先看backbone,以swin为例,代码存放于/mask_former/backbone/swin.py。forward函数如下,返回的是提取到的特征:

def forward(self, x):
  ......
  for i in range(self.num_layers):
    layer = self.layers[i]
    x_out, H, W, x, Wh, Ww = layer(x, Wh, Ww)

    if i in self.out_indices:
      norm_layer = getattr(self, f"norm{i}")
      x_out = norm_layer(x_out)

      out = x_out.view(-1, H, W, self.num_features[i]).permute(0, 3, 1, 2).contiguous()
      outs["res{}".format(i + 2)] = out

      return outs

backbone处理得到的特征会送入MaskFormerHead。代码存放于/mask_former/heads/mask_former_head.py。按惯例先看forward:

def forward(self, features):
  return self.layers(features)
def layers(self, features):
  mask_features, transformer_encoder_features = self.pixel_decoder.forward_features(features)
  if self.transformer_in_feature == "transformer_encoder":
    assert (
      transformer_encoder_features is not None
    ), "Please use the TransformerEncoderPixelDecoder."
    predictions = self.predictor(transformer_encoder_features, mask_features)
  else:
    predictions = self.predictor(features[self.transformer_in_feature], mask_features)
    return predictions

forward调用了self.layers,layers函数干的事就是首先通过self.pixel_decoder.forward_features对features进行处理得到mask_features以及transformer_encoder_features,之后通过self.predictor计算得到predictions。
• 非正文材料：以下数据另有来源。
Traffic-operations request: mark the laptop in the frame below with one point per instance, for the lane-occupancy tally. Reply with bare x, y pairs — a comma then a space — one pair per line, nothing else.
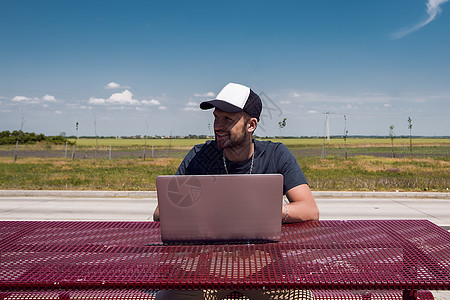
234, 208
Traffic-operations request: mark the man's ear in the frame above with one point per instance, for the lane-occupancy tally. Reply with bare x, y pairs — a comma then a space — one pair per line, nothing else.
252, 124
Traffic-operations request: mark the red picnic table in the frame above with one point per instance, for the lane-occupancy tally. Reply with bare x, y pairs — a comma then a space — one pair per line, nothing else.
127, 260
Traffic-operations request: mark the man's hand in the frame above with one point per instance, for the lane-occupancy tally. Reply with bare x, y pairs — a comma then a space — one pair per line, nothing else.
302, 206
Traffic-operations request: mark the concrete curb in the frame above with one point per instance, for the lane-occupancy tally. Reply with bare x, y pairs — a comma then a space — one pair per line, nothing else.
152, 194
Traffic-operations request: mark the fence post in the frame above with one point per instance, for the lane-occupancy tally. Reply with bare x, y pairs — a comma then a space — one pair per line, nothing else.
144, 152
404, 150
15, 150
365, 148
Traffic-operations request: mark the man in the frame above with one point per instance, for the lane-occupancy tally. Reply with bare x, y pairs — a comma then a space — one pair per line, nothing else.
234, 151
237, 110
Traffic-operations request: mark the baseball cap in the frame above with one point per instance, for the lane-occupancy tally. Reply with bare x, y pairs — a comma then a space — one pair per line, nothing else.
236, 98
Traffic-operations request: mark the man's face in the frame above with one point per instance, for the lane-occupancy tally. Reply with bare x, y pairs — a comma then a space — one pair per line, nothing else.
230, 129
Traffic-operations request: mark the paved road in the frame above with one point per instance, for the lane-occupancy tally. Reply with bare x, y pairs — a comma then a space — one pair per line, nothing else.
67, 205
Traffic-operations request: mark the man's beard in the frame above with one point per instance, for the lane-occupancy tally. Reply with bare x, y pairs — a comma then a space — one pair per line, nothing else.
233, 141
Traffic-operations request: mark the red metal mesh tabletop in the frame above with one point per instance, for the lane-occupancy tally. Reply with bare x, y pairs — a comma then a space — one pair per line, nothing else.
397, 254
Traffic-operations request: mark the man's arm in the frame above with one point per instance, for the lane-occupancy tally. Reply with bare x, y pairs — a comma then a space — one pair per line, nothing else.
302, 206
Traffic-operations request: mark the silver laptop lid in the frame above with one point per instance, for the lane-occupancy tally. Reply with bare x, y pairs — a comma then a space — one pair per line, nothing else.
220, 208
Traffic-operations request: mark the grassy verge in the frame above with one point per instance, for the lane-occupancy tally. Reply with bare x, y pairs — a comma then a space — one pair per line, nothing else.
366, 173
363, 173
60, 174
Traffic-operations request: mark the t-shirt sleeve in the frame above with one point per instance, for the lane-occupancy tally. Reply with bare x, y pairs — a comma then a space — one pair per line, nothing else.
185, 163
289, 167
根据之前的经验,发现self.pixel_decoder是根据配置文件构建的。这里如果去找配置文件,会发现只有一部分配置文件如maskformer_panoptic_R50_bs64_554k.yaml指出PIXEL_DECODER_NAME: "TransformerEncoderPixelDecoder",原因暂时还不清楚。总之,可以确定pixel_decoder就是TransformerEncoderPixelDecoder,代码存放于/mask_former/heads/pixel_decoder.py。TransformerEncoderPixelDecoder的forward_featuers函数如下:

def forward_features(self, features):
  # Reverse feature maps into top-down order (from low to high resolution)
  for idx, f in enumerate(self.in_features[::-1]):
    x = features[f]
    lateral_conv = self.lateral_convs[idx]
    output_conv = self.output_convs[idx]
    if lateral_conv is None:
      transformer = self.input_proj(x)
      pos = self.pe_layer(x)
      transformer = self.transformer(transformer, None, pos)
      y = output_conv(transformer)
      # save intermediate feature as input to Transformer decoder
      transformer_encoder_features = transformer
    else:
      cur_fpn = lateral_conv(x)
      # Following FPN implementation, we use nearest upsampling here
      y = cur_fpn + F.interpolate(y, size=cur_fpn.shape[-2:], mode="nearest")
      y = output_conv(y)
      return self.mask_features(y), transformer_encoder_features

注释说的很明白,这个函数的作用就是将低分辨率的特征上采样得到高分辨率的特征。self.lateral_convs和self.output_convs都是定义在父类BasePixelDecoder中,将输入特征的通道维度变为conv_dim。特别地,对于最后一个特征,其对应的lateral_conv为None,此时需要用self.transformer进行处理。self.transformer在TransformerEncoderPixelDecoder中定义,本质是TransformerEncoderOnly这个类的对象,其forward函数做的就是将投影后的输入特征通过TransformerEncoderLayer计算self-attention:

def forward(self, src, mask, pos_embed):
  # flatten NxCxHxW to HWxNxC
  bs, c, h, w = src.shape
  src = src.flatten(2).permute(2, 0, 1)
  pos_embed = pos_embed.flatten(2).permute(2, 0, 1)
  if mask is not None:
    mask = mask.flatten(1)

    memory = self.encoder(src, src_key_padding_mask=mask, pos=pos_embed)
    return memory.permute(1, 2, 0).view(bs, c, h, w)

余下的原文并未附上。